Students for Justice in Palestine Groups Suspended by UCLA
AP Photo/Stefan Jeremiah

UCLA administrators said last Wednesday that they would be suspending two Students for Justice in Palestine (SJP) organizations after masked campus activists outside the home of UC Regent Jay Sures.

They vandalized his property and surrounded his wife in her car as well.

In a broad campus message, Chancellor Julio Frenk stated that the UCLA Office of Student Conduct implemented an interim suspension while internal judicial procedures over the groups Students for Justice in Palestine and Graduate Students for Justice in Palestine occurred. The conduct proceedings and suspensions are indefinite.

These groups will no longer be able to apply for student club funding, reserve space for campus meetings, or affiliate with UCLA.

“Without the basic feeling of safety, humans cannot learn, teach, work, and live — much less thrive and flourish.

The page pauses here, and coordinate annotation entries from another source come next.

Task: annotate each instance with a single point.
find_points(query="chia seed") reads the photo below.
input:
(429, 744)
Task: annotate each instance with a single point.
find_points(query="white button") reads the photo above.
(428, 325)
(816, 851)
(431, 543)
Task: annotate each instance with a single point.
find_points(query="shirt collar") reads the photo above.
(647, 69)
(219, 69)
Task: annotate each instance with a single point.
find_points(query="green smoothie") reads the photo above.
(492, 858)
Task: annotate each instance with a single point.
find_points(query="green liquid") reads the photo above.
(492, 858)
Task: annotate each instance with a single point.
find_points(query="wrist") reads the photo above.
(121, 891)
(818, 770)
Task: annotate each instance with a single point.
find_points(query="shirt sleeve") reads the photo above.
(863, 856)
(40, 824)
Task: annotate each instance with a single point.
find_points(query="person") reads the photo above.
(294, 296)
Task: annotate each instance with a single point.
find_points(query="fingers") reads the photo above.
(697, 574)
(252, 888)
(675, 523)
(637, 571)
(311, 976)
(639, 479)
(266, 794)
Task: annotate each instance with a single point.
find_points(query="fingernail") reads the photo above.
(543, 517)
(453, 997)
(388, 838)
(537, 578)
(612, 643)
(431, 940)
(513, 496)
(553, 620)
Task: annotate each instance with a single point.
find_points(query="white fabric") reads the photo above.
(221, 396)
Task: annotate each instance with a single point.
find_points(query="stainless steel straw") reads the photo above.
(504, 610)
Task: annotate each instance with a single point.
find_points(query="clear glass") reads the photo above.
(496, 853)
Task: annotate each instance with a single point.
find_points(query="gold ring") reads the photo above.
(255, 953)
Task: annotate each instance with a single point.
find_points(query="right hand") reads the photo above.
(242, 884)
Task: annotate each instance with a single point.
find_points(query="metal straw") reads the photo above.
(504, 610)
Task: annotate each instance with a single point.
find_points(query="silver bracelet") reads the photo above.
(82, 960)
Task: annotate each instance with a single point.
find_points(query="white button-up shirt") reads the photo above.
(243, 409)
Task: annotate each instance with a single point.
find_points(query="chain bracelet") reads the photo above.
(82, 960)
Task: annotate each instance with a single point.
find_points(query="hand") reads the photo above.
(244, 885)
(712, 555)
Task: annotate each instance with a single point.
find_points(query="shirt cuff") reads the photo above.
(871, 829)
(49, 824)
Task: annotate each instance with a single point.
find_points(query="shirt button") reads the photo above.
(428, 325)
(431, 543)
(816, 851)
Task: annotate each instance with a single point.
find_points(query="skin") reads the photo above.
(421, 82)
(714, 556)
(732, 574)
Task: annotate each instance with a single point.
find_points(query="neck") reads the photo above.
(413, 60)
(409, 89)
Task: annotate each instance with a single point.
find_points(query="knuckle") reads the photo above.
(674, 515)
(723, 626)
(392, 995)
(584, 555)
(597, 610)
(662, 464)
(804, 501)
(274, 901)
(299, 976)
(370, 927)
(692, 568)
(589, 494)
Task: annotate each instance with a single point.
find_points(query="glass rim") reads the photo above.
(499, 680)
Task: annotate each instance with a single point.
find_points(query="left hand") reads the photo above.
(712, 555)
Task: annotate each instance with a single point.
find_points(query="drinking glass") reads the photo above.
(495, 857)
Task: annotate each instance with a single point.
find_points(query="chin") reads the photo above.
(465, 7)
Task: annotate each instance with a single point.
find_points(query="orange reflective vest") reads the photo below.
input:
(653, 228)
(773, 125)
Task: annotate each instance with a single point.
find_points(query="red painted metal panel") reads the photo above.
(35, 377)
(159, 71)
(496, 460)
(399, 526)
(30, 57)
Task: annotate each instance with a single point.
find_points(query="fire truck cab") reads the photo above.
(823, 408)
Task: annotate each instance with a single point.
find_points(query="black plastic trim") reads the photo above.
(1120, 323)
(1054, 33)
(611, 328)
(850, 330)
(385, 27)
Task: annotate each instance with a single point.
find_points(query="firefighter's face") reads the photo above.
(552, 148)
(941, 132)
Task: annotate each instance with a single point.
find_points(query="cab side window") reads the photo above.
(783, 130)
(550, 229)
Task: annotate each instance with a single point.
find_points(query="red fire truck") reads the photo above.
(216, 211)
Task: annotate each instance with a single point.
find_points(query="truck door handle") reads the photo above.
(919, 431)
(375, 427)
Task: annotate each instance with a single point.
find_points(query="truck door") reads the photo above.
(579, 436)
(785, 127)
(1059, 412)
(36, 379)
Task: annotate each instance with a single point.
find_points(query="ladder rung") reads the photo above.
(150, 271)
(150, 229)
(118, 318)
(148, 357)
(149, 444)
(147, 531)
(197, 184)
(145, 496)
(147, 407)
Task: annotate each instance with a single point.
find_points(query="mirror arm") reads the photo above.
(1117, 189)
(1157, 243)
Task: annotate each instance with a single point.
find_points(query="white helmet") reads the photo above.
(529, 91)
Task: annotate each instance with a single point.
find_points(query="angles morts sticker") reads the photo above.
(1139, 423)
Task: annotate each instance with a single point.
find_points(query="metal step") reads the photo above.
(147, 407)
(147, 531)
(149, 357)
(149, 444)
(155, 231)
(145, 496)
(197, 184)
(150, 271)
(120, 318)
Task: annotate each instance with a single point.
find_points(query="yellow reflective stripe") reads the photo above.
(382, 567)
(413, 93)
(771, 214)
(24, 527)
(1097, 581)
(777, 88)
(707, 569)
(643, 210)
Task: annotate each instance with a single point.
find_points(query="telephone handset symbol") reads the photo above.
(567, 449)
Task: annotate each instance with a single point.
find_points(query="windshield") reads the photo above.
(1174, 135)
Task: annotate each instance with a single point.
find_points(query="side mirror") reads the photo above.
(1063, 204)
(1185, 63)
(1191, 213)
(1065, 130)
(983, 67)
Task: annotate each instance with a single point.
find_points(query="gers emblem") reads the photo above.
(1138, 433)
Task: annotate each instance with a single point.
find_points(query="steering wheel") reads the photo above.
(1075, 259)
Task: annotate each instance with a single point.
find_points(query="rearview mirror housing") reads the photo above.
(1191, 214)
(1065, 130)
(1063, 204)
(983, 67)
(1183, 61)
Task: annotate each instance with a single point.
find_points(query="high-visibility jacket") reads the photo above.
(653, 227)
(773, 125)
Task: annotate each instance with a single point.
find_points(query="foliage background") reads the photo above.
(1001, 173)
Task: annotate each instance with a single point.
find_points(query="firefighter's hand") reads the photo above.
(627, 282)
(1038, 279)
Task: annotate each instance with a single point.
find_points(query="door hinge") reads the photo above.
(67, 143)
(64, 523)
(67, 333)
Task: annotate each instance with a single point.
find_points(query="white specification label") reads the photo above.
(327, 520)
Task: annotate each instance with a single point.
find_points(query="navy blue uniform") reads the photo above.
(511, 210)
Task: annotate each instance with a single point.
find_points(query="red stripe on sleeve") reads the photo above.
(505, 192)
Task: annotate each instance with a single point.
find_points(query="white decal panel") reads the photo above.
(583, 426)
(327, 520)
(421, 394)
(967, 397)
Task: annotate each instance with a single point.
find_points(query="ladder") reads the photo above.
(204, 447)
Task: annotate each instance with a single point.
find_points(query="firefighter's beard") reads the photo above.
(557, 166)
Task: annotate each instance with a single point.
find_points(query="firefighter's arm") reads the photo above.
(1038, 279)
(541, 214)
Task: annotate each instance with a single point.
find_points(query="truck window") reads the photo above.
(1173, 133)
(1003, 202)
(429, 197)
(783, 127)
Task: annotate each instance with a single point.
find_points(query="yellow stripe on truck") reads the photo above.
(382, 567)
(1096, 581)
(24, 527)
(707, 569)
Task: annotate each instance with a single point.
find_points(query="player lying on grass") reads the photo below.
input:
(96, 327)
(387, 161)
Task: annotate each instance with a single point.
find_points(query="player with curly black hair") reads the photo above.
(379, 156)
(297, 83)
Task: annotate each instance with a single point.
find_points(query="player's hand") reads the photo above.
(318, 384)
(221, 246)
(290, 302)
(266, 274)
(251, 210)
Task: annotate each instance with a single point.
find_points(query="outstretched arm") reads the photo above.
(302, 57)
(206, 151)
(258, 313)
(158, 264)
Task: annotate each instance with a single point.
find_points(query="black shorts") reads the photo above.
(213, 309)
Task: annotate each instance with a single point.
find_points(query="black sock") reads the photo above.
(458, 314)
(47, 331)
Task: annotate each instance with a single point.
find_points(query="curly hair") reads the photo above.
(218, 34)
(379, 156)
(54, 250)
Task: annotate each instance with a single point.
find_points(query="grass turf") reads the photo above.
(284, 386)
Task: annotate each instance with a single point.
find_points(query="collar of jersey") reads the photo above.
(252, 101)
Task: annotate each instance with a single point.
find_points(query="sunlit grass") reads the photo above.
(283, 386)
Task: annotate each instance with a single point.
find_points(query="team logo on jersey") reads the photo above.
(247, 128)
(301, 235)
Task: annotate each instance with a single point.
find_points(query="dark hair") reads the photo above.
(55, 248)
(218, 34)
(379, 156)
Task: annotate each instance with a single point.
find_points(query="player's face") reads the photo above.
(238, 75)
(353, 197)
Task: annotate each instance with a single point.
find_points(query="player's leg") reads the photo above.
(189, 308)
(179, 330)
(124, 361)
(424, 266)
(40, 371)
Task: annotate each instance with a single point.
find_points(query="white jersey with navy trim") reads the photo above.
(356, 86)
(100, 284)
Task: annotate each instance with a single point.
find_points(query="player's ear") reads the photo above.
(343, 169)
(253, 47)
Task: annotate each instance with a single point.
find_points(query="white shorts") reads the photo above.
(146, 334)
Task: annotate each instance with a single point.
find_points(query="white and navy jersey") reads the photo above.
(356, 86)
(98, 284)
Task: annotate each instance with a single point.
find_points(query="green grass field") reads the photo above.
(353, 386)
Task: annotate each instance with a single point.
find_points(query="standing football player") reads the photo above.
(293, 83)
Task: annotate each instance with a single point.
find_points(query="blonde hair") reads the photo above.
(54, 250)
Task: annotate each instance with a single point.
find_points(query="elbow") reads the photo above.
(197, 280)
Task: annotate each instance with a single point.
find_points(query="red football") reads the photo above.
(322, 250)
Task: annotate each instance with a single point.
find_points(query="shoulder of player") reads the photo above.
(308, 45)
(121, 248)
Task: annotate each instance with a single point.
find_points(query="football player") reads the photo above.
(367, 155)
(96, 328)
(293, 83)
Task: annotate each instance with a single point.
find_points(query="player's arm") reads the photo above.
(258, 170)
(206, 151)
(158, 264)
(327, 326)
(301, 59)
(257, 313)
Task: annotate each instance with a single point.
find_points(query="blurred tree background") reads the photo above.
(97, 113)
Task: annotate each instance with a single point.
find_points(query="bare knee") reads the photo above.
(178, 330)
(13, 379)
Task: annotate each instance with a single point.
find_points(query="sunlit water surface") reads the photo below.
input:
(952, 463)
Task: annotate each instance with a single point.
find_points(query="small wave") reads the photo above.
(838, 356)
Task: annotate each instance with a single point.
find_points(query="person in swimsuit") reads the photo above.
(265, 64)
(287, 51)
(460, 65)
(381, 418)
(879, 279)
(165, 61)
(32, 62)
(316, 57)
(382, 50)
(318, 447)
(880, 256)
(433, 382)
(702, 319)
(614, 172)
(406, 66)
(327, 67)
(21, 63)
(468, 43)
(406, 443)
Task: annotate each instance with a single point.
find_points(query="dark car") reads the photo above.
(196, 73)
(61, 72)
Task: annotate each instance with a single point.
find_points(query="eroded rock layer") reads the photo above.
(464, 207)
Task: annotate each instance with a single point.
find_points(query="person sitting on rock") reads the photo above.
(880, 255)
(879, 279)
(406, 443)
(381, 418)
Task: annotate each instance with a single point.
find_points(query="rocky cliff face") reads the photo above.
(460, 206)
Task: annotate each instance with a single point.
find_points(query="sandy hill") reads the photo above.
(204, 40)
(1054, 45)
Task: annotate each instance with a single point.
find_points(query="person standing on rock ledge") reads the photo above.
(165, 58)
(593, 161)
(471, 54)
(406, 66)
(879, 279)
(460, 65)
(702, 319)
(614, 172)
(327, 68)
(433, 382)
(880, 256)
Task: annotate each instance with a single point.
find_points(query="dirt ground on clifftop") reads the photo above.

This is true no matter what group you are a member of — or which identities you hold. There is no place for violence in our Bruin community,” Frenk wrote in his letter.

The SJP groups disputed the suspensions in statements posted to Instagram on Thursday, stating that “[W]e reject Frenk’s accusations that student protesters have committed violence against the UCLA community. Regardless of the official status of our organizations, we will never stop fighting for full divestment [from Israel].”

Numerous other UC campuses and others nationwide have banned or suspended SJP.

The organization is suspended until September 2026 from UC Santa Cruz, while it is suspended through November 2029 at UC Irvine. UC San Diego did not renew the university group status this fall after SJP was charged last spring with activities “incompatible with the orderly operation of campus.”

UC adopted “zero-tolerance” policies for code of conduct violations following the unrest in spring 2024. One policy bans masking while breaking the law.

Frenk said that the activists “harassed” Sures and used “threatening messages,” holding a banner saying, “Jonathan Sures, you will pay until you see your final day.” They also “vandalized the Sures home by applying red-colored handprints to the outer walls of the home and hung banners on the property’s hedges.”

Sures is an “outspoken supporter of Israel,” according to the LA Times, and had called actions of pro-Palestinian campus protestors “antisemitic” when both encampments and conflicts with police and administrators increased last year.

Sures believes that the activists chose his home because he’s Jewish, saying that “[T]his is not about me. I’m the target, but this is about protecting every member of our community from intimidation and hate,” Sures said. “The conceit that somehow you will intimidate me and the University of California will divest is silly and illogical. That’s never going to happen.”